Six tips for creating great business strategy
The responsibility for prolific business execution lies with the leader's ability to define and communicate strategy. Most business leaders can devise a business strategy that will set the course for execution (point the business in the desired direction). However, great leaders take the time to state and communicate their strategy in order to ‘enable' execution. There is a fine but important line between stating objectives and enabling the desired execution.
What are strategic objectives? Your strategic objectives cover the areas in which your effort will be directed to drive your mission, vision and strategic competence. They are a statement of the business's top ambitions and aspirations. As such, the development of these critical objectives should not be taken lightly or rushed over.
To demonstrate the challenge in creating strategic objectives that enable execution, consider these guidelines:
• Prioritize - Limit the number of strategic objectives for your business. There should only be a few strategic objectives - the challenge is to be able to count them on one hand.
• Balance - Many business leaders put too much emphasis on financial objectives. While financial objectives are essential, strategic objectives are more meaningful to the organization especially when they take into account customers, internal operations and employees in addition to financial performance.

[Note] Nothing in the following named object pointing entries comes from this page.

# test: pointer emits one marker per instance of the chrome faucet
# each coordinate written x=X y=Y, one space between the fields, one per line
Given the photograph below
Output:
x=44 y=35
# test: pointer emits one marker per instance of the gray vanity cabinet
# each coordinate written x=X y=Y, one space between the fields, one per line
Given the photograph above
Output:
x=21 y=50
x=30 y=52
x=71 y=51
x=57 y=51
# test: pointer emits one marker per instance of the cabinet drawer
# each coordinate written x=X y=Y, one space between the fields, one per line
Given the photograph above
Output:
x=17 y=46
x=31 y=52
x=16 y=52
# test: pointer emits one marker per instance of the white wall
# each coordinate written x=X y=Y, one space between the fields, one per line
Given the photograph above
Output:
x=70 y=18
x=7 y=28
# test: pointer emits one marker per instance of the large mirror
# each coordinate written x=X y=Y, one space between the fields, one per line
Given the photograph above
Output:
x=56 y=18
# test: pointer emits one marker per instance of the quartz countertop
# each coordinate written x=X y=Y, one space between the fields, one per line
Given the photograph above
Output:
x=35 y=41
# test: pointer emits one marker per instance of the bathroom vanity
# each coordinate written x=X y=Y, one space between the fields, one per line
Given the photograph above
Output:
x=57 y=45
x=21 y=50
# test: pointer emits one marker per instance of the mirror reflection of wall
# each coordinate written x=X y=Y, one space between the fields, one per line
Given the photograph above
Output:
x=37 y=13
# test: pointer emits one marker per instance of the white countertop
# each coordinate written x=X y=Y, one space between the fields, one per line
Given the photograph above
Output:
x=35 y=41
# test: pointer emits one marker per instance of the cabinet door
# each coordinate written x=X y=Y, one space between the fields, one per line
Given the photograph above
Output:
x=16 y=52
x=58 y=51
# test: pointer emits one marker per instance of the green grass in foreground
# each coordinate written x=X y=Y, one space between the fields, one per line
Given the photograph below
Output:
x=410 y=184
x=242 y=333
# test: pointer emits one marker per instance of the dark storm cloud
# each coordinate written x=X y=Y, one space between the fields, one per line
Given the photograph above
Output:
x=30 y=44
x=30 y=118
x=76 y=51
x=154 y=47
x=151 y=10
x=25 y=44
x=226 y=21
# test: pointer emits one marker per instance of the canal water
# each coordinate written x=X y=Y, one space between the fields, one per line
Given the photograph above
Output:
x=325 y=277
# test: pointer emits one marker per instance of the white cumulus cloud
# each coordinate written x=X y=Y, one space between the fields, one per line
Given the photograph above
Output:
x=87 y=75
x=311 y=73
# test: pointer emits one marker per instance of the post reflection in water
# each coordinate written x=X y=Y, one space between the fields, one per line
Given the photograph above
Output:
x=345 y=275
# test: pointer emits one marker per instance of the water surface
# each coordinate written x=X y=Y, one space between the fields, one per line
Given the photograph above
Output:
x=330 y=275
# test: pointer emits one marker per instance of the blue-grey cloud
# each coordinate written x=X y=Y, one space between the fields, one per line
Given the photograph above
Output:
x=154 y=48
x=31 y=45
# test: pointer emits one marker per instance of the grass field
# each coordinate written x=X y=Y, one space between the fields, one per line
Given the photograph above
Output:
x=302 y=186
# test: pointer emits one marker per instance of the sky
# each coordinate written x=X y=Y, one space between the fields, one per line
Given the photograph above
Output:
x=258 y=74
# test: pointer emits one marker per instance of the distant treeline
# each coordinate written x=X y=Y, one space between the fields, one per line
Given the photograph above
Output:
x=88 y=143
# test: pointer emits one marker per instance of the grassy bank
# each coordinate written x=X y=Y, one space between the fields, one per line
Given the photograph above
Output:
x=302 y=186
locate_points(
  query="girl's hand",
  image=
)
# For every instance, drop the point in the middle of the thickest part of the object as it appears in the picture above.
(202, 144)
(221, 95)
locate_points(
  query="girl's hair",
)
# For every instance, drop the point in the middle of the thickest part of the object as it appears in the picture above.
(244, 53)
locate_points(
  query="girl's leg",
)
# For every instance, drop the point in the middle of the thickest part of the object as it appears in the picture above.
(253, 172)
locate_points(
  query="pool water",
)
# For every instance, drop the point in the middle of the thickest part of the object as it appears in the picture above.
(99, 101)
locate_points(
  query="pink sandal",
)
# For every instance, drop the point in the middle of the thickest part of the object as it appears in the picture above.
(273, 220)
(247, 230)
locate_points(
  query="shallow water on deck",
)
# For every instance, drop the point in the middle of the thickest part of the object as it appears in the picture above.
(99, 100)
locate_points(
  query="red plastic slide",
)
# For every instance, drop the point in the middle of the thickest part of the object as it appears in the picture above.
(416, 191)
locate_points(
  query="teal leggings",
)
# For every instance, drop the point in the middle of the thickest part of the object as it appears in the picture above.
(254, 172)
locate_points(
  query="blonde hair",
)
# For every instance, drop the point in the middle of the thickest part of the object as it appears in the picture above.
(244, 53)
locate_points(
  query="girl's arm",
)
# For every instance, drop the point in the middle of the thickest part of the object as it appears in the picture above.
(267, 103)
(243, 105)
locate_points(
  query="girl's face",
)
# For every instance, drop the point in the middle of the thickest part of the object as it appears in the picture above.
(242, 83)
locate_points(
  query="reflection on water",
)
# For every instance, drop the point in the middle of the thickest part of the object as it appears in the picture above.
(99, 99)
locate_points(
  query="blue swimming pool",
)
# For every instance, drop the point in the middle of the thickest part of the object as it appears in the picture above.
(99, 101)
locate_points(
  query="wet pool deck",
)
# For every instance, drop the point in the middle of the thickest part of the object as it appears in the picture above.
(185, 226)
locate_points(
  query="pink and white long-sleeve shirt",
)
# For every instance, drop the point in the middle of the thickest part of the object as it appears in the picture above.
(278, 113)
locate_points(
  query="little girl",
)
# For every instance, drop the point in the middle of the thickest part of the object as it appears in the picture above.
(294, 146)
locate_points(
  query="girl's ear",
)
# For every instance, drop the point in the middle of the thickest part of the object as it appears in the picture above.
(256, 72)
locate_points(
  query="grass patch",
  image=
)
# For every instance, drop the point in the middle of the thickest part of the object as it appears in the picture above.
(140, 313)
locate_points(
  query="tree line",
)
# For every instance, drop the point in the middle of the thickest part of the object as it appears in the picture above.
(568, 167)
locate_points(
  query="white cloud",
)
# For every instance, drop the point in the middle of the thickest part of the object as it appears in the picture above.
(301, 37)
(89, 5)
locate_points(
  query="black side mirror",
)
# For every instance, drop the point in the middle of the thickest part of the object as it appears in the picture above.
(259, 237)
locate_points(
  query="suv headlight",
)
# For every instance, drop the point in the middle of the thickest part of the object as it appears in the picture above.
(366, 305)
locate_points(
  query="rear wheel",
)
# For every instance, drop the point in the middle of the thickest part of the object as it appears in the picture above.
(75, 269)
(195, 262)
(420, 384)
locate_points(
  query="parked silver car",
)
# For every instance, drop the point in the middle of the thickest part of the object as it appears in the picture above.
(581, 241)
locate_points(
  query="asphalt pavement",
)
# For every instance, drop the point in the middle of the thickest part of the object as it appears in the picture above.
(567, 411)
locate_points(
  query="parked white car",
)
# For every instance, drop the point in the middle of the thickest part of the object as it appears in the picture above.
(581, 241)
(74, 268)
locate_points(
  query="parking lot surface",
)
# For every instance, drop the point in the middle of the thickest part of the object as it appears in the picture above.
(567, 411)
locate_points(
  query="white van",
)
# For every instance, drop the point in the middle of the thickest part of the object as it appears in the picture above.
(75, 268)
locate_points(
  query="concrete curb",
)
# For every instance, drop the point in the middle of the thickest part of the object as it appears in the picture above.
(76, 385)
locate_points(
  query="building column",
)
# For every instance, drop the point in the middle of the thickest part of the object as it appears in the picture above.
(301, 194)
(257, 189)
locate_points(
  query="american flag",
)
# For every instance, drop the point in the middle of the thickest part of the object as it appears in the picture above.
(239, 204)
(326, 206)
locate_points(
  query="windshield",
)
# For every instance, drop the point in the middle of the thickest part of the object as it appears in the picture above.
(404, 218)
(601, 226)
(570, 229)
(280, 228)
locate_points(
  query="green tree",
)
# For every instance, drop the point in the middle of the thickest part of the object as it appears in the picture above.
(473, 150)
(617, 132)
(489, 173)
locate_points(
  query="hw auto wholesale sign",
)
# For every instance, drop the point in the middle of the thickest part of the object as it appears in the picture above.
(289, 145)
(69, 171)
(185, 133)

• Quantify - Strategic objectives must be quantified. Simply put, you've got to be able to measure your objective to figure out whether or not you've succeeded.
• Orchestrate - Strategic objectives must be kept in concert. This simply means that the set of objectives can be tackled simultaneously and don't clash.
• Challenge - All objectives should be challenging but attainable. To enable execution, goal pressure is only effective if the goal is within the reach of the organization.
• Well-written - Strategic objectives should be detailed in well-focused statements that provide clarity and avoid uncertainty in communicating the chosen business direction. Also, make sure each objective focuses on a single theme as to avoid ambiguity.
As if this list isn't long enough, there is more to consider.
As part of the planning cycle where strategic objectives are set, business's leaders should evaluate existing projects, programs and other activities with respect to their contribution to the business. A ‘Stop List' communicates work activity that no longer supports the strategic objectives and should be stopped or phased out over time. Stated in the negative, not making and communicating these decisions and continuing to act on them will dilute the organizations resources and hinder strategy-execution alignment. The stop list will comprised of items that are:
• No long core to the strategy of the business, or
• On-going activities that the business leaders have considered less important and therefore outside the current-business focus.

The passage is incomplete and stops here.